Well after weeks of practicing my son got his first deer. Can't be prouder of him!!!

Caldwell Deadshot Field Pod was well worth it!


----------



## fishdealer04 (Aug 27, 2006)

Congrats son and dad! My daughter keeps thinking about hunting and I hope she decides to and fingers crossed will have the same big smile on her face as your son does!


----------



## talltim (Jul 25, 2008)

Great job, congrats to you both


----------



## Yakeyes (Jan 1, 2015)

Congrats to you and your boy!! I can't wait till I can get my boy out with me!!!


----------



## DLarrick (May 31, 2011)

congrats man, that is awesome and the smile says it all. something the both of you will never forget.


----------



## Scum_Frog (Apr 3, 2009)

Dude that is AWESOME!!!! Such a feeling words cant even describe and you don't know what your missing til you have your own kids to experience it with! Proud dad and hats off too you for raising your son right!


----------



## lonewolf (Mar 4, 2010)

Congratulations to both!!! That is definitely the face of a boy hooked on the outdoors


----------



## r9ptbuck (Sep 22, 2006)

Thanks guys!!! I definitely will never forget that hunt!!!

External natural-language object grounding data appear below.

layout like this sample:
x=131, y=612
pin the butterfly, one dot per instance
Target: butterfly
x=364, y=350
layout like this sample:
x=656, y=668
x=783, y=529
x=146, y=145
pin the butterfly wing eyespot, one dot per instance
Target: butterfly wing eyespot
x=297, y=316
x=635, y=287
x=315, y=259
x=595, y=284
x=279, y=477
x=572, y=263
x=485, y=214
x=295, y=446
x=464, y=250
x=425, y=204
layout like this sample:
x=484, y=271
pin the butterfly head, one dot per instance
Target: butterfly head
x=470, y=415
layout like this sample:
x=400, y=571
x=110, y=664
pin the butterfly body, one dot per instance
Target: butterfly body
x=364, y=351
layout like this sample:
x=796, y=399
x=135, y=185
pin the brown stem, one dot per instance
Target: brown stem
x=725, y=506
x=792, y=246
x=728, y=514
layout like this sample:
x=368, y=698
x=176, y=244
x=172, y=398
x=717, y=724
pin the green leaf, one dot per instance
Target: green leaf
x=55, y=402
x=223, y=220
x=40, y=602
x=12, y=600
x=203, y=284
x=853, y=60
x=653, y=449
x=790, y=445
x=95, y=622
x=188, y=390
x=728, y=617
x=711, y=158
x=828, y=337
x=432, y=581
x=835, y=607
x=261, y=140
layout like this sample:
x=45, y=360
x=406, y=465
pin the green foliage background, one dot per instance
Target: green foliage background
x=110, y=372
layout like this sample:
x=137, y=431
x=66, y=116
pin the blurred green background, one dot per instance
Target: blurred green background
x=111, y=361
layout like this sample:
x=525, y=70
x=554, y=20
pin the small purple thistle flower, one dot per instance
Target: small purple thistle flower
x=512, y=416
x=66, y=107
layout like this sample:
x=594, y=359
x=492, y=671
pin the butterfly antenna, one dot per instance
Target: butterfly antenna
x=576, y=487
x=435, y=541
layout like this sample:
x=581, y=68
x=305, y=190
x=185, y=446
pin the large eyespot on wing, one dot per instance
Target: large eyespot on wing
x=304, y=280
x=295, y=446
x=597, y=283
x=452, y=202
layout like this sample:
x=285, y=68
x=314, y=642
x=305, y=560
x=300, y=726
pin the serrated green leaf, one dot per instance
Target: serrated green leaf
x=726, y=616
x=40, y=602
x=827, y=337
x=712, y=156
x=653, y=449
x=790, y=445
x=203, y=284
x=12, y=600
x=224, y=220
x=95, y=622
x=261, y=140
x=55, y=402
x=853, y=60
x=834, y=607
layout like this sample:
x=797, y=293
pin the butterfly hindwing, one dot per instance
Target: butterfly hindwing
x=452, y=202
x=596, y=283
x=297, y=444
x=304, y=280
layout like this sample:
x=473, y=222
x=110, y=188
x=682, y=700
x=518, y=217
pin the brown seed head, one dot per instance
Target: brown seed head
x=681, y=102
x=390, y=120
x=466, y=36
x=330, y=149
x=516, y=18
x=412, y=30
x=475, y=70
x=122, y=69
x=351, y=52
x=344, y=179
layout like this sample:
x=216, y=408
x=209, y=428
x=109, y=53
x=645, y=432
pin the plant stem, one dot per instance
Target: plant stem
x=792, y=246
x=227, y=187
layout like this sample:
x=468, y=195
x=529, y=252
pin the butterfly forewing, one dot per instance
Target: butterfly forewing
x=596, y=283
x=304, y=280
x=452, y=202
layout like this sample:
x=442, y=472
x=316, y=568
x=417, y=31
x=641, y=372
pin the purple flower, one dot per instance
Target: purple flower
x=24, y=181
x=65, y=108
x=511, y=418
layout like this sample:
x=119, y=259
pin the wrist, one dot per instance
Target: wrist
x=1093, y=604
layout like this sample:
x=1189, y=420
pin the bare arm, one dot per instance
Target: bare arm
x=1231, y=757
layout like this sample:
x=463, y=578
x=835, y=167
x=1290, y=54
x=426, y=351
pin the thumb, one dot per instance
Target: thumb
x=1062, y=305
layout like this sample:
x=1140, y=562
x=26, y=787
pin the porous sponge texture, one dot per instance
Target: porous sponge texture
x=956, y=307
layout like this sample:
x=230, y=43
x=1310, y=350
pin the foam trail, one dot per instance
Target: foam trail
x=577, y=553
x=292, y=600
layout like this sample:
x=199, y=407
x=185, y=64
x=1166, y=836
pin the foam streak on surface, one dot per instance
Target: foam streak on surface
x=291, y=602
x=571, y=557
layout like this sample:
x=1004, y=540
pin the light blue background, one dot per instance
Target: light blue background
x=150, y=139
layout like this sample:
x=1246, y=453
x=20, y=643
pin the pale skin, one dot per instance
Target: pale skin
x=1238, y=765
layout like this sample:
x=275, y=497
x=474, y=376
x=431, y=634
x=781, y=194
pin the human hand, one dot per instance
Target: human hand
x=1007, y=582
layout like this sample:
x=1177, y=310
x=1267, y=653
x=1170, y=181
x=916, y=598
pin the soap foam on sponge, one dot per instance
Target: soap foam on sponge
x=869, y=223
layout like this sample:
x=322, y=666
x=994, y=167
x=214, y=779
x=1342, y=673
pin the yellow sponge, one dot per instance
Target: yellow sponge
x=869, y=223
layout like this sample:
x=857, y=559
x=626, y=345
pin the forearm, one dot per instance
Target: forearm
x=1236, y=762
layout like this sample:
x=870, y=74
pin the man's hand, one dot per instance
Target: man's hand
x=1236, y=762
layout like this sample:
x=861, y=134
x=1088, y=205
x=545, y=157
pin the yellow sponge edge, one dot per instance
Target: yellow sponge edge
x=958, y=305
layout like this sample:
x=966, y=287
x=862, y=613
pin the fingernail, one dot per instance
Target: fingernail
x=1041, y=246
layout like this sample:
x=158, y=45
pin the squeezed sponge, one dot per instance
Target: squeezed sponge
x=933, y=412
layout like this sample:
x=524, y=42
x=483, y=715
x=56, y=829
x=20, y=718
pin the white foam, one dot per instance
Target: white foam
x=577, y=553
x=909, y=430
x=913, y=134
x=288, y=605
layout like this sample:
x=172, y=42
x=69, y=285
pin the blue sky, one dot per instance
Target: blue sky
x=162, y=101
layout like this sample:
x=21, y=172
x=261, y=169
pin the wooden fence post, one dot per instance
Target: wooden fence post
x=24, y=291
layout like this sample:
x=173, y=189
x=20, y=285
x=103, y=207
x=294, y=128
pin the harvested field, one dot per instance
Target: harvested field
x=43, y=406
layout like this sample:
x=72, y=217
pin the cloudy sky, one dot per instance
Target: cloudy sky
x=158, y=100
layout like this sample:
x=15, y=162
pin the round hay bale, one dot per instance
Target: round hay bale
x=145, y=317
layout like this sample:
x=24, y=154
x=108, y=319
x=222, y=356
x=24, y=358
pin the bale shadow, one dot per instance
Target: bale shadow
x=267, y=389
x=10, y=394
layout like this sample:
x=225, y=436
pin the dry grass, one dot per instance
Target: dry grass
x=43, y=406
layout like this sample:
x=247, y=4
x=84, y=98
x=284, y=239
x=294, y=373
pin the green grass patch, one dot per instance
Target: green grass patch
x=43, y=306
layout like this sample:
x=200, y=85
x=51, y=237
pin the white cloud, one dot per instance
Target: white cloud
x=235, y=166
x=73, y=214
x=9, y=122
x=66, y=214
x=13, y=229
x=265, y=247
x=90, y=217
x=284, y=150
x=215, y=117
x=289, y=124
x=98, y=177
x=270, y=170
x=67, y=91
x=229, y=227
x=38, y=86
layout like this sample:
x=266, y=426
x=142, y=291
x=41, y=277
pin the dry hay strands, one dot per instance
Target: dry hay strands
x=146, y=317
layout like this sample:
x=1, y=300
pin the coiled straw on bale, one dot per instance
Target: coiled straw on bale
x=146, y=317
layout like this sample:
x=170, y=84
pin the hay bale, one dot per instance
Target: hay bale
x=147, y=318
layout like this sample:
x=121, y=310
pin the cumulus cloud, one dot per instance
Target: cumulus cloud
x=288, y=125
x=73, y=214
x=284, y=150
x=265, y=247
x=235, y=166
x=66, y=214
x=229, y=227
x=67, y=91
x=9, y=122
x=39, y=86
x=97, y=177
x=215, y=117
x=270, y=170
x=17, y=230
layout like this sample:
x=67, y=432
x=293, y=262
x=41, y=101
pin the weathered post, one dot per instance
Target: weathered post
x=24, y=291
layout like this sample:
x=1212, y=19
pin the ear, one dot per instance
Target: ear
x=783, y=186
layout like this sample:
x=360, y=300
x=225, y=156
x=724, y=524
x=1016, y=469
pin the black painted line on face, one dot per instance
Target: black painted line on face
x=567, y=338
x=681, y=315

That's what it's all about!


----------



## Snook (Aug 19, 2008)

WTG! No better feeling! That Field Pod is awesome in a blind or in the open!


----------



## ezbite (May 25, 2006)

sweet, but did he gut it??


----------



## r9ptbuck (Sep 22, 2006)

ezbite said:


> sweet, but did he gut it??





ezbite said:


> sweet, but did he gut it??


No I gutted it because it was 74 degrees and wanted to get her iced down as soon as possible.

But the next one he will be helping!


----------



## fastwater (Apr 1, 2014)

Congrats to dad and young warrior. 
Will be some fine eating. Enjoy!


----------



## idontknow316 (Mar 21, 2008)

Awesome! My boy got his first last season, I remember how pumped I was lol. Nice job and kudos to you for taking him.


----------



## Chillaxin1 (Jul 5, 2013)

That's awesome. Congrats to both of you!


----------



## Guest (Oct 10, 2015)

Awesome! Love the pic...always good to see a happy young hunter!


----------



## Bluefinn (Jan 26, 2007)

Great hunt! Life don't get no better than that!


----------



## Wildlife (Dec 12, 2010)

Awesome! Thank you for continuing the the "American Tradition" ! I'm sure your son will never forget it! Even decades down the road. Congratulations to your son on a wonderful harvest! Truly a proud moment captured!


----------